Each day Europe looks closer to needing external financial support. Greece is nearing default. French banks have invested heavily in Greece, meaning if Greece defaults, France’s banks will face catastrophic losses. Ireland, Portugal, Italy, and Spain are all facing debt crises thanks, in part, to their close financial ties with Greece and each other. Without corrective action, the debt crisis is likely to spread to other European countries. A large scale European default would devastate Europe’s trade partners, specifically China, which is one of the EU’s largest trading partners. China can help Europe avoid such a doomsday scenario by buying bonds from countries in need, thereby providing them with the cash they need to continue to pay their debts.

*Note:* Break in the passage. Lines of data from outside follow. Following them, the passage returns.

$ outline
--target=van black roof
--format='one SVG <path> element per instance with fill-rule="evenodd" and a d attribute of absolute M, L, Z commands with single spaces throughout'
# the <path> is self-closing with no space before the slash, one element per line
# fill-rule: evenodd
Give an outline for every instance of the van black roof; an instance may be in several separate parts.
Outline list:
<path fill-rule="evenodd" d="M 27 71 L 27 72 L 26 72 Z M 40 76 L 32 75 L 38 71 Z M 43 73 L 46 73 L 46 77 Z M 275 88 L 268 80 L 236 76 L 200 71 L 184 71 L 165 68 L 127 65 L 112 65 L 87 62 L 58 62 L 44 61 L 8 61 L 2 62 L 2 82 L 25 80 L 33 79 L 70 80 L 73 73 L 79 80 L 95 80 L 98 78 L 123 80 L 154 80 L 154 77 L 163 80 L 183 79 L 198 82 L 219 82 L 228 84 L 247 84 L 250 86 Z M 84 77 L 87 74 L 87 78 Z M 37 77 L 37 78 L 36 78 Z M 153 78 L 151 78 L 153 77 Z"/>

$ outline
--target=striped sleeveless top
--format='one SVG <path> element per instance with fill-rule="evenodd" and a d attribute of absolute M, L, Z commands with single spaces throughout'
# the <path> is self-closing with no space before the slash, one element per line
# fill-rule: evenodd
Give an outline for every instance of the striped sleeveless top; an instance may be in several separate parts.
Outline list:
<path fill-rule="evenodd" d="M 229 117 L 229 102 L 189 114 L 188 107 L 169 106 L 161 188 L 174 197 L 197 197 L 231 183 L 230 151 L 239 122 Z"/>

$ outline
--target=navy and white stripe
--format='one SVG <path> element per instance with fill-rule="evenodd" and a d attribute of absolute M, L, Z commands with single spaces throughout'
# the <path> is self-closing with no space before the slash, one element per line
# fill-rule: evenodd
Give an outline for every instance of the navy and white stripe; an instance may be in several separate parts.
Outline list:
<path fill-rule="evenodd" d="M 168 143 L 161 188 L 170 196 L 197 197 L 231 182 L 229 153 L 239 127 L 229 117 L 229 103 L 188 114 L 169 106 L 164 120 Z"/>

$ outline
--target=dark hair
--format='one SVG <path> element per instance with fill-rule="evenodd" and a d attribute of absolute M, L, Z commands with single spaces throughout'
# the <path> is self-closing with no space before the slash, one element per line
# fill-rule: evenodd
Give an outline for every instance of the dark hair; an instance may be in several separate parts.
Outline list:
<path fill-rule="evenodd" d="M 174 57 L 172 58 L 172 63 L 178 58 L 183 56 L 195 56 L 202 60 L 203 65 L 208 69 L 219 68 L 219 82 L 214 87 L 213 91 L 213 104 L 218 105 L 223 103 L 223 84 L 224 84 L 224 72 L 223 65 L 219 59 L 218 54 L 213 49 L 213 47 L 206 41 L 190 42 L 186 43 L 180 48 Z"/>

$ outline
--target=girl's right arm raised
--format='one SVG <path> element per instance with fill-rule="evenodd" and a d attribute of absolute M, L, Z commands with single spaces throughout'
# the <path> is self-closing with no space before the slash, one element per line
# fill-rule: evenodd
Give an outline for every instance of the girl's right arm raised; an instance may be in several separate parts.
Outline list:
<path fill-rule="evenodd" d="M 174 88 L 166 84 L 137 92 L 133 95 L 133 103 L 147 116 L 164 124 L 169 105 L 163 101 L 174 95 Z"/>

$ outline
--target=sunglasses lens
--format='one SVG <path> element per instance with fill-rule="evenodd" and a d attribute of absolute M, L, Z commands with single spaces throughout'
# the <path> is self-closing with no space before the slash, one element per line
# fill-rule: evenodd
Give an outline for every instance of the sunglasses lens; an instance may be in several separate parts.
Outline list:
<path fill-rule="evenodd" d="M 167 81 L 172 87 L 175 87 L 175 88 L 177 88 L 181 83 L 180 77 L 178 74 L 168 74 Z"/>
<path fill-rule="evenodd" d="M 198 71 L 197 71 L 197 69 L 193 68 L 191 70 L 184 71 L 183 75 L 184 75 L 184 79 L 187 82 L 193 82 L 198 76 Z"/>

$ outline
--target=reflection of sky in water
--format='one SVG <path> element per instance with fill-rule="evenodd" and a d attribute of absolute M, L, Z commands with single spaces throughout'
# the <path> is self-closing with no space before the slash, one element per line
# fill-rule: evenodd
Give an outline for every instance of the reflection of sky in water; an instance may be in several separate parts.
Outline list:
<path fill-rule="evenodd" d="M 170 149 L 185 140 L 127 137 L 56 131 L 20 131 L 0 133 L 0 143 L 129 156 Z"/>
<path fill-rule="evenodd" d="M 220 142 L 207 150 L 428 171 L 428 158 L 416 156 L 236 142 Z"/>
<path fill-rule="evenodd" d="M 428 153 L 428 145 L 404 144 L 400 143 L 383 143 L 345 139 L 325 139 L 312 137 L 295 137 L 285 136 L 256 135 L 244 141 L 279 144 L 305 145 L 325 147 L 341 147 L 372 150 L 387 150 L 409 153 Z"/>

Though helping Europe during its economic struggles is China’s main objective, China itself could benefit economically from buying European bonds. China’s economy has grown by an average of nine percent per year since 2008 in the face of a global recession. Growth is good, but some economists believe that China is growing too quickly. By buying European bonds, China could slow its domestic growth by investing its excess capital (money) overseas instead of using it to push domestic growth. Slowing growth would relieve some of the inflationary pressure that threatens China’s entire economy by making its exports more expensive and, therefore, less competitive globally. The shift could delay China’s goal of transitioning from an export-based economy to a more sustainable economy based on domestic consumption, but only temporarily.
Buying European bonds may also help increase China’s exports by opening new markets. In return for its support of Europe, China wants the European Union (EU) to recognize China as a “market economy” immediately. Currently, China is classified as a “non-market economy” under the World Trade Organization’s definition, which has significant trade and legal implications under WTO rules. The WTO defines market economies as economies in which prices are determined by the forces of supply and demand. Because the EU does not recognize China as a market economy, WTO rules allow EU countries to place tariffs on Chinese goods, nearly doubling the cost of those goods and making them less competitive in the EU. The tariffs allow the EU to protect its own industries that would not otherwise be able to compete with China’s low production costs. The WTO will require all member countries to recognize China as a market economy by 2016, so the EU’s refusal would only serve to delay the inevitable. However, if the EU agrees to China’s demand, the cost of China’s exports to the EU would fall overnight, likely resulting in increased export revenue. With such large potential benefits, it is easy to understand why China is open to the idea of helping Europe.